When I became a teenager my love of boats disappeared replaced by pursuits that would prove fleeting. Most centered on acquiring things. First I needed a driver’s license. Then a car. Then a girlfriend? Then a college education. Then a good job; which allowed me to change the things I wanted to acquire.
Well after many years working and buying “stuff”, I met someone that brought me back to my childhood love of boats. My girlfriend at the time introduced me to Jason C. Jason had a sailboat on a small lake and offered to take me sailing one weekend. I took him up on that offer.
The sailboat was not much to look at, he had purchased it for $600 US. It was 25 to 30 years old and the cosmetics had not been kept up with. In any case the hull was solid and the sails far from ragged. We loaded up, Jason, Myself and a female friend, that I am sure Jason was hoping to cozy up to.
We pulled from the dock under power and raised the sails. Then killed the engine to reveal mostly silence. Well not completely silent, something better. Just the sound of the hull cutting through the water effortlessly. I felt my self relax a little bit.
Our female friend took the helm so Jason could rummage for a few beers. She moved the tiller back and forth, not erratically, but slowly trying to coax more speed. But it wasn’t long before her efforts were rewarded with a dead stop. No progress and the sails slapped against themselves and the mast. She gave me the tiller and went below proclaiming the winds to be “too light”.
I felt the wind on my face coming from almost straight ahead. I pulled the tiller to me and the bow slowly moved away from the wind. After a minute or two the sails snapped taught and the boat ever so slightly leaned or heeled to her starboard side. I felt more tension melt from my body. As we picked up speed Jason popped his head out of the cabin like a nautical prairie dog and said, “Cool, you know what you’re doing” and ducked back below. But I didn’t know what I was doing, though I wanted to and it felt right.
By the end of the day I had years of accumulated stress washed from me. I realized that I loved it and I needed it. I bought my own sailboat within the month. She would become “Ventolines”, named by my wife, taken from “Los Ventolines” an old legend of wind spirits from Spain.

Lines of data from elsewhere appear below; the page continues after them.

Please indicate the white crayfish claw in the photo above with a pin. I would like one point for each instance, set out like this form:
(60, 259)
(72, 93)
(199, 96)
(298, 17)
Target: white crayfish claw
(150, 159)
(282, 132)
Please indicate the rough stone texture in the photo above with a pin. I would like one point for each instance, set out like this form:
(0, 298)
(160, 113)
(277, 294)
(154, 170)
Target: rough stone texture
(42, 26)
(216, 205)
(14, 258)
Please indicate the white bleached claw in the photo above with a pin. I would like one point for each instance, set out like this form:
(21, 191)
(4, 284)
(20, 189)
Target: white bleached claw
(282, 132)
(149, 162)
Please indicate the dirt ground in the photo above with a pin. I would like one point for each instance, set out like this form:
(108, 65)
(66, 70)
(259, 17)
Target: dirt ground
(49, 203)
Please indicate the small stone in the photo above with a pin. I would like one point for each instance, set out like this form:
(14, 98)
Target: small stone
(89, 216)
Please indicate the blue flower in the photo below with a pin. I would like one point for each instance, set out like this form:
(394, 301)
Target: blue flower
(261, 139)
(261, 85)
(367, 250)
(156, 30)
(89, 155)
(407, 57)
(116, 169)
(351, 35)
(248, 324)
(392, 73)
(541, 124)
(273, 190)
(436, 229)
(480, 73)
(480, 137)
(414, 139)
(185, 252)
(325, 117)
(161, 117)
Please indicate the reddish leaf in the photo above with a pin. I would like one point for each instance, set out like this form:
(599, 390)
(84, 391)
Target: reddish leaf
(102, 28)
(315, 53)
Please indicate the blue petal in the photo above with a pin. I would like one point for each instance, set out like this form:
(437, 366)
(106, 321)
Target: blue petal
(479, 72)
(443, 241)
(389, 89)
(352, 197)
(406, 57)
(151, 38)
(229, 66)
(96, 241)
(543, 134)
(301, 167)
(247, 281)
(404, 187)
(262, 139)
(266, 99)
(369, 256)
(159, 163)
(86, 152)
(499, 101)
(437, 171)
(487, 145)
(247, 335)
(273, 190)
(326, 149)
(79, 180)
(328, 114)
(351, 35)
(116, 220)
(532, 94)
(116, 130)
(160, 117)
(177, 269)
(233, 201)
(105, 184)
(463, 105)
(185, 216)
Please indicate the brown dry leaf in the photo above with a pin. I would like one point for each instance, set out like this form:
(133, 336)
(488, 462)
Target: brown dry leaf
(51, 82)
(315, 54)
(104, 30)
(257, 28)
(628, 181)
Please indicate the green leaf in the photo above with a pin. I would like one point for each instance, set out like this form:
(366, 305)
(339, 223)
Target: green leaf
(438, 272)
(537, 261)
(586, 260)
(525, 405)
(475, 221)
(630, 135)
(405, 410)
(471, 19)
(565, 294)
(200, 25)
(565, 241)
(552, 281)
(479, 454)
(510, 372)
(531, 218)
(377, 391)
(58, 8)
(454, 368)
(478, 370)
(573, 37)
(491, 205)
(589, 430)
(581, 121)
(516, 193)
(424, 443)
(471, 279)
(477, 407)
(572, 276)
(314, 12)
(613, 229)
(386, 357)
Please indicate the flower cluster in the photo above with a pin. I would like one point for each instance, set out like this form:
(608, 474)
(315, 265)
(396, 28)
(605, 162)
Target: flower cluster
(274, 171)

I have since sailed that boat many days on different lakes and the ocean. It helps keep me grounded in the things that are necessary in life and understand things that are uncontrollable in life. Sailing is sometimes the ultimate sport of patience; but sometimes it’s a sport of white knuckle terror (thankfully, not often). It is this very attribute of sailing, one moment calm, one moment all hell breaking loose, that trains one for daily life. It mirrors on some scale how life can be and gives one skills for overcoming life’s obstacles, with hopefully lower stress.
But more than that, it helps reconnect me to my youth. A time when I marveled at every new experience; when cynicism did not exist for me. It connects me to a time when I collected friends and experiences, not things that simply clutter my life and make me poorer.
So, I sail Ventolines with my wife. Making new friends and gathering new experiences. But we are always mindful now, of staying aware of the dreams that drove us as children. Hopefully, we will keep this “Beginners Mind” and approach each day refreshed and open to what it offers us.